Individuals with serious mental disorder are grossly overrepresented in the criminal justice system. In fact, the largest providers of inpatient psychiatric service in the U.S. are the nation’s three largest jails. The most common criminal justice disposition by far is probation. Compared to their relatively healthy counterparts, probationers with mental disorder are twice as likely to have their community supervision revoked and return to incarceration.
This problem has received substantial policy attention over the past decade. Virtually all programs for this group assume that mental illness is the direct cause of, and solution to, the problem. Their primary emphasis is linkage with psychiatric services in the community. In probation, the recommended policy solution is specialty mental health caseloads. In contrast with traditional agencies, specialty agencies assign probationers with mental disorder to small, specialized caseloads that are supervised by officers with interests or training in mental health. Their supervision philosophy emphasizes not only “control” (protection of public safety) but also “care” (offender rehabilitation) and advocacy for mental health treatment.

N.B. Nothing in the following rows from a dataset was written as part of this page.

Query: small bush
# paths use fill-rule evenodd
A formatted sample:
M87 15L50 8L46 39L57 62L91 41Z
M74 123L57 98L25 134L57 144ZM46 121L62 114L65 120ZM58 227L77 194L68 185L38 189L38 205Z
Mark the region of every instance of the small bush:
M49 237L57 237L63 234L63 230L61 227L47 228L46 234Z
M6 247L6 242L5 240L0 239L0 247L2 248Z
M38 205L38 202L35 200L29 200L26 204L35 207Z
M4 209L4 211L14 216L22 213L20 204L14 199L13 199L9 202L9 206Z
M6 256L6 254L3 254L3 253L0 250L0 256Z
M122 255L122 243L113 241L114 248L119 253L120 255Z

In this longitudinal, multi-informant study of 360 probationers with mental disorder, we are evaluating the effectiveness of specialty supervision. Our results indicate that specialty supervision works: Compared with those on traditional supervision, probationers under specialty supervision are substantially less likely to be re-arrested over a multi-year follow-up period. However, the program works for different reasons than those expected. It works not by reducing psychiatric symptoms, but instead by promoting good correctional practice. For example, specialty officers establish firm, fair, and caring relationships with probationers, which facilitates better outcomes than traditional authoritarian relationships. Combined with other research, this study suggests that offenders with mental disorder have much in common with their non-disordered counterparts. To achieve better criminal justice outcomes for this group, it is important to look beyond evidence-based mental health treatment to also include evidence-based correctional practices.
We have begun to publish the results of this study, which is among the first to shed light on mechanisms of effective supervision for this group. We are working with the Council of State Governments to translate this research into principles of “what works” for this population to facilitate public health and public safety. A more sophisticated understanding of the nature of the problem is informing improvements in practice that better facilitate community integration for this high risk, high need group.